The National Football League is embroiled in drama over the Ray Rice domestic violence scandal, with some voices calling for Commissioner Roger Goodell to be fired. The controversy overall has stirred curiosity about how the NFL is run, and how it makes money.
In fact, the NFL is actually tax-exempt, a status it gained in 1944. Often forgotten, the league was granted 501(c) 6 status in 1966, when it merged with the American Football League. But unlike charitable nonprofits, or 501 (c) 3 organizations, the 501(c) 6 designation means the NFL is a trade organization. This tax-exempt status does not apply to the league's 32 individually owned franchises. The U.S. Chamber of Commerce is also a 501 (c) 6 organization.
The league's form 990 from 2012, the latest available filing, shows some unexpected NFL figures.
Football in America makes about $10 billion annually. The NFL actually wound up in the red for $304,462,262 that year. That same year, Goodell made more than $44 million.
The money generated by sponsorships, broadcast deals and ticket sales is taxed through a for-profit organization owned by the 32 franchises or teams, called NFL Ventures.
The league is also investing in real estate, according to the 990. The NFL had $833,596,196 in secured mortgages and notes payable to unrelated third parties in 2012.
Finally, the league had nearly $9 million in revenue-less expenses that year.
The NFL tells CNBC.com the mortgage line does not reflect direct real estate investments, but rather loans for its club members as a part of the league's G-3 program.
"The amount on the 990 reflects funds that the NFL has borrowed from third-party lenders and that it then lends to its clubs to enable them to build new stadiums in public/private partnerships," Jeremy Spector, partner at Covington & Burling and the league's outside tax counsel, stated in an email message.

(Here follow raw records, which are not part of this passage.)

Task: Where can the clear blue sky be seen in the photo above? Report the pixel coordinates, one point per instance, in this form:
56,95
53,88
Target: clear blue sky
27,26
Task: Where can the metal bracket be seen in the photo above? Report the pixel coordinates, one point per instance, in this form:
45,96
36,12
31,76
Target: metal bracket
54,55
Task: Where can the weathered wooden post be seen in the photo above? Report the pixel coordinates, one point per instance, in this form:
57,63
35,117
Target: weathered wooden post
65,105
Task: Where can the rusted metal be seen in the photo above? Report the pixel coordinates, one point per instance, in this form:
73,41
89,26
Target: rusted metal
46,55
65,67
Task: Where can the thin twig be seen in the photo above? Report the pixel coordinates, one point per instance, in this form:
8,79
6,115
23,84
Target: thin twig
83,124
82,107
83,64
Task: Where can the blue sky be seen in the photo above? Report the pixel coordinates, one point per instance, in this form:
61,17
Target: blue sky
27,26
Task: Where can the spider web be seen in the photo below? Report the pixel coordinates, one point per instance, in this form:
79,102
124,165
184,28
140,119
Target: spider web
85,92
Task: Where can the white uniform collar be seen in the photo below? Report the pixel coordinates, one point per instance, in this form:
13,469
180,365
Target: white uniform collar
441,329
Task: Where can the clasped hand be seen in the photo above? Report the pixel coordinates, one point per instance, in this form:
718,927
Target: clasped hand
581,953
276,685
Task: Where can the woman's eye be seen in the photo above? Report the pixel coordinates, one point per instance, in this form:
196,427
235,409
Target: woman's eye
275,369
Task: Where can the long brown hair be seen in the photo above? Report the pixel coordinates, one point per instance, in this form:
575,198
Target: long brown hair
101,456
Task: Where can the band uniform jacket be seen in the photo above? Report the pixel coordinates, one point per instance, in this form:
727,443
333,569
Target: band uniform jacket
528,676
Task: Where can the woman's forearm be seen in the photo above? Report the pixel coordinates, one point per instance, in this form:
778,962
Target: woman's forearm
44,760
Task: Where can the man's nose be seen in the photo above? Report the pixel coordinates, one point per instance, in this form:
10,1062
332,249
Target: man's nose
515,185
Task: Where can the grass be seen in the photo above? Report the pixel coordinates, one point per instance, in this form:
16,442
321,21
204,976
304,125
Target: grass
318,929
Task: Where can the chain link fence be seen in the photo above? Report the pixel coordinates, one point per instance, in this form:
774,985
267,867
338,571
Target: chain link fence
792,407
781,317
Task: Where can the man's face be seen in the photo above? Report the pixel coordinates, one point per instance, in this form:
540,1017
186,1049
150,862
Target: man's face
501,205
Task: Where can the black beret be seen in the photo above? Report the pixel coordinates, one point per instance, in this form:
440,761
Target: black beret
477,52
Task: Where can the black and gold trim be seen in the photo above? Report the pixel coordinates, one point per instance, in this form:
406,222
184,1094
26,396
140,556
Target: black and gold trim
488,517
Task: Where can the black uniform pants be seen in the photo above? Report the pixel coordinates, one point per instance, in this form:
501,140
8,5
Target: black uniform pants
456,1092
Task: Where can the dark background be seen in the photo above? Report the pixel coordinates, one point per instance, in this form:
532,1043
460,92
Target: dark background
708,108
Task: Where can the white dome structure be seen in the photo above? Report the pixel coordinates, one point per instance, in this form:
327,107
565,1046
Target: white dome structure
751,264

Even though it looks like the NFL is losing tons of cash, the league is not "functionally underwater," said Fran Hill, professor of Law and the Dean's Distinguished Scholar for the Profession at the University of Miami School of Law. Form 990s are often just a snapshot in time.
"The mortgages are not a problem—a nonprofit can have mortgages, which are at the moment in excess of the current value of the property," Hill says. "I would imagine the Chamber of Commerce's 990 looks similar. They can be conducting business at this level, and in this way, legally."
Hill, however, did notice one interesting detail in the NFL's 990 filing.
"Most of their income comes from licensing and royalties, which are not subject to the unrelated business tax," she says. "The form 990 tells us they are spending huge amounts of money, and making huge amounts of money."
But if Senator Tom Coburn, R-Okla., gets his way—the NFL won't be reaping the benefits of being a nonprofit for much longer.
Coburn is leading the charge to reform what he views as a loophole, introducing in 2013 the "PRO Sports Act," repealing tax-exempt status for certain professional sports leagues after 2013. Thus far, the bill has not yet moved forward.
Coburn's argument is the league is not benefitting football overall, as trade associations are supposed to—but is instead profiting for itself.
"Taxpayers are losing $10 million a year subsidizing these tax loopholes for professional sports leagues that generate billions of dollars annually in profits," Sen. Coburn told CNBC in a written statement.
The National Hockey League and the Professional Golfers Association are among other sports groups that enjoy tax-exempt status as a trade organization.
Along with Senator Angus King, R-Maine, "I have introduced legislation to ban major professional sports leagues from qualifying as non-profits under the tax code," Coburn said in the email. "Major leagues shouldn't be scoring touchdowns and shooting eagles on the backs of taxpayers by getting to claim tax-exempt status."